On either side, it invites us to evaluate why this is important. Do we look for church mainly as a social club? Or our outlet for doing good in the world? Is our practice here any different than another worshipping community, including next door in the Covenant Room? Why does this faith of ours matter? Why continue to deliberate over it and try to understand? How is being identified with Jesus important, vital, necessary for life?
With such questions and the speech’s language about judgment, I don’t want you to hear that as the verdict of whether you’ve done enough, understood enough, believed enough. Think about what it means to live in harmony with the universe, in accord with the one in whom we live and move and have our being, what it means to have a life shaped by and like Jesus, what it looks like to be invited to live with love, and our core definition as being loved.

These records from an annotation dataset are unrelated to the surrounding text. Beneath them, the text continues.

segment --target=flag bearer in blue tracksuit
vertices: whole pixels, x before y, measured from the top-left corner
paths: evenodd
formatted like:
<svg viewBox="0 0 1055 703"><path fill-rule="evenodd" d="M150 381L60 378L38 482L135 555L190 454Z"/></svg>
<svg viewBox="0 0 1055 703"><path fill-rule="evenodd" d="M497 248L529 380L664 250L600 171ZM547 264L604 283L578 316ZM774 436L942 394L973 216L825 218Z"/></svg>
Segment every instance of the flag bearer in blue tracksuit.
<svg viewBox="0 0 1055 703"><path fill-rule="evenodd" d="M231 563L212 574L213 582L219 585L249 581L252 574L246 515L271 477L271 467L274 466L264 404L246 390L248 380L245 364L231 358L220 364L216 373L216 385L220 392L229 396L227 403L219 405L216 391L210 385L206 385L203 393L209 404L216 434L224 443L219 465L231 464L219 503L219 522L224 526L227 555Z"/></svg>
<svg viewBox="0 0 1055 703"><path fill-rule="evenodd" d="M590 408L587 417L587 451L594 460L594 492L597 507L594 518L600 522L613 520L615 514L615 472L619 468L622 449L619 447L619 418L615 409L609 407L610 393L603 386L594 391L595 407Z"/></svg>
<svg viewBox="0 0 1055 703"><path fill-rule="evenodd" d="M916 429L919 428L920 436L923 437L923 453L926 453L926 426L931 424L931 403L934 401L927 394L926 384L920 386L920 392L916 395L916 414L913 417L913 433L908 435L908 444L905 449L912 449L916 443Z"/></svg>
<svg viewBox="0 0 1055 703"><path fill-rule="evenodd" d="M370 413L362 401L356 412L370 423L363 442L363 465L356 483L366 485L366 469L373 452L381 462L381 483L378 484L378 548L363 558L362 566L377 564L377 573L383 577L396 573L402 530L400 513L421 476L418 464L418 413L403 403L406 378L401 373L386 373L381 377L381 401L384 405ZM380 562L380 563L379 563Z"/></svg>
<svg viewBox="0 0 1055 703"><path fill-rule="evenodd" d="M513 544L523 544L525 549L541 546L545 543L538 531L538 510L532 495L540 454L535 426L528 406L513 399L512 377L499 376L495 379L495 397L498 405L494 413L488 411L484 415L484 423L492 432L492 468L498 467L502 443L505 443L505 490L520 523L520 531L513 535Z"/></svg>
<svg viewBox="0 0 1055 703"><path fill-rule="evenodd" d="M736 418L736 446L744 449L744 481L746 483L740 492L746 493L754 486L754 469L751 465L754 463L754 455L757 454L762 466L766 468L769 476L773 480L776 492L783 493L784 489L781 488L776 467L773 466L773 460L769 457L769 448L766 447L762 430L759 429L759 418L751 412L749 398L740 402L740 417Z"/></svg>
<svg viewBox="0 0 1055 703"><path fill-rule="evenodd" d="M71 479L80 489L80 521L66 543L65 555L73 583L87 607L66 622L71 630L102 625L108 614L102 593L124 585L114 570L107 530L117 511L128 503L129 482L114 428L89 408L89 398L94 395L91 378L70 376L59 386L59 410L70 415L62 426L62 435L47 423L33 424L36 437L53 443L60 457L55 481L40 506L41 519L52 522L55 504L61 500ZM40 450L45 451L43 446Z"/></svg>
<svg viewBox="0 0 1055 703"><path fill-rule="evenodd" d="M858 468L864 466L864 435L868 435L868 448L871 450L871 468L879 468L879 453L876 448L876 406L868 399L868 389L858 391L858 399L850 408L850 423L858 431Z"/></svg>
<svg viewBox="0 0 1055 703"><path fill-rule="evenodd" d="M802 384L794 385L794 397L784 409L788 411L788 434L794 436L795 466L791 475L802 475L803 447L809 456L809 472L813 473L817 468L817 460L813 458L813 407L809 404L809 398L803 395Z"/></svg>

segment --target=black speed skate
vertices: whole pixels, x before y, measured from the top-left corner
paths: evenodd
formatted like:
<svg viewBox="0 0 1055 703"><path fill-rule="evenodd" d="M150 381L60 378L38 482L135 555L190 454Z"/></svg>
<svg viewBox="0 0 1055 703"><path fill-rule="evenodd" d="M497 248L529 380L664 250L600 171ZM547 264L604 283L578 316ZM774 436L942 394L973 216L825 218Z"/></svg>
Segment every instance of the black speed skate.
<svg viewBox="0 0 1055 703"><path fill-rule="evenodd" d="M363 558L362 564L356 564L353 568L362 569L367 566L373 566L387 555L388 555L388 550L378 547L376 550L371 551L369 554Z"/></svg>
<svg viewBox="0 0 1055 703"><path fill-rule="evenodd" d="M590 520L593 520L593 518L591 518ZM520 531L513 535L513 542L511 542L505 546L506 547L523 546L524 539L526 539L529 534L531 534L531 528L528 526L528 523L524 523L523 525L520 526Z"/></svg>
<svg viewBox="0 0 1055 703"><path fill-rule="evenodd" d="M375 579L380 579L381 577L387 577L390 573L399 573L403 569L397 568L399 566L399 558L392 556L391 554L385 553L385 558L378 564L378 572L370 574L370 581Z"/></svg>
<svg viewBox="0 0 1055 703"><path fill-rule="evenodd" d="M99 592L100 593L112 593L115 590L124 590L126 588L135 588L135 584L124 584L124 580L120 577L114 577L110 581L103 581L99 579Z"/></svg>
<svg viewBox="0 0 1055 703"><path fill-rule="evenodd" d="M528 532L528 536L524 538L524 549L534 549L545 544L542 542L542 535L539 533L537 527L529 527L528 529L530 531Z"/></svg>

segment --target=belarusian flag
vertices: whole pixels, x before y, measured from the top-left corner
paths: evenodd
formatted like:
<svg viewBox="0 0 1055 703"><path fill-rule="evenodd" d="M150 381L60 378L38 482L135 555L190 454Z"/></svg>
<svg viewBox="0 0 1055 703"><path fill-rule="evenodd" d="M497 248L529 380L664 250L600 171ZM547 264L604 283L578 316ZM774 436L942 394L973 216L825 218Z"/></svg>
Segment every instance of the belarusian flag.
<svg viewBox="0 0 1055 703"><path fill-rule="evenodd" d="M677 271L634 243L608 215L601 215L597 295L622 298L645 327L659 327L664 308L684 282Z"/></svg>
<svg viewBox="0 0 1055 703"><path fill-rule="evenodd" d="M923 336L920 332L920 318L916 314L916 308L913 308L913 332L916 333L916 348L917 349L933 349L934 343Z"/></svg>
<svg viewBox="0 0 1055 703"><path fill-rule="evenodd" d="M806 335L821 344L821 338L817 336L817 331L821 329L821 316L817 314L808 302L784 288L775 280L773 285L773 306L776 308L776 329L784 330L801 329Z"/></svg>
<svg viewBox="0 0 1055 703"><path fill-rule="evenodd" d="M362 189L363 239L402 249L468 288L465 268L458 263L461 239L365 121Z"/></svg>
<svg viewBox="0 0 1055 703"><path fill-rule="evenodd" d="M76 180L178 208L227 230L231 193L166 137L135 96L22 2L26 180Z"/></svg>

There’s a different sort of good news in this identity. Whereas the Athenians, seemed to have a casual disengagement that could either take or leave it, that didn’t really seem to care if that was the shape of existence, for us finding ourselves with Jesus in this living, moving, breathing embodied relationship, it—maybe paradoxically—opens us to others, including to be conversant with new understandings.
Because relationship always means becoming something more, our faith shouldn’t be the same as it was last year or when we were younger. Far from the mindless rigidity of “God said it, I believe it, that settles it,” our trust and faith are honed with humility in relationship, in dialogue with other people, other religions and denominations, including in ongoing partnership here at the MCC. It involves engaging our time and place, of current struggles, of new insights from science. We have a unique and particular sense of existence, so we should and must pay attention to those new things, to be learning and continually re-evaluating.
Besides new questions, we remain with the old ones. A famous Roman Catholic statement on interfaith relations from 50 years ago said:
[People] expect from the various religions answers to the unsolved riddles of the human condition, which today, even as in former times, deeply stir [our] hearts: What is the meaning, the aim of our life? What is moral good, what is sin? Which is the road to true happiness? What…after death? What, finally, is that ultimate inexpressible mystery which encompasses our existence: whence do we come, and where are we going?**
With those questions, you may be asking—as the crowd has it in the New Revised Standard Version—“What does this babbler want to say?”
The proclamation of Paul and of Nick, the word of God is this: If those seem like big questions you might be coming down on the wrong side of or losing your grip on, if you’re discouraged or confused, or worried about others, then remember with the God “who made the world and everything in it,” that there is no way to stray, because you are held as a beloved child of God, in whom “you live and move and have your being.”
And this one made known to us as Jesus, who forgives sins, who judges not based on your merits or understanding or efforts, but based on his passion and love for you, sees you as eternally beloved and worth giving up his life for, this one who was crucified, died, and was buried, and raised from the dead for you. That is the basis of our hope, the center of our identity, the shape of all existence. Alleluia! Christ is risen!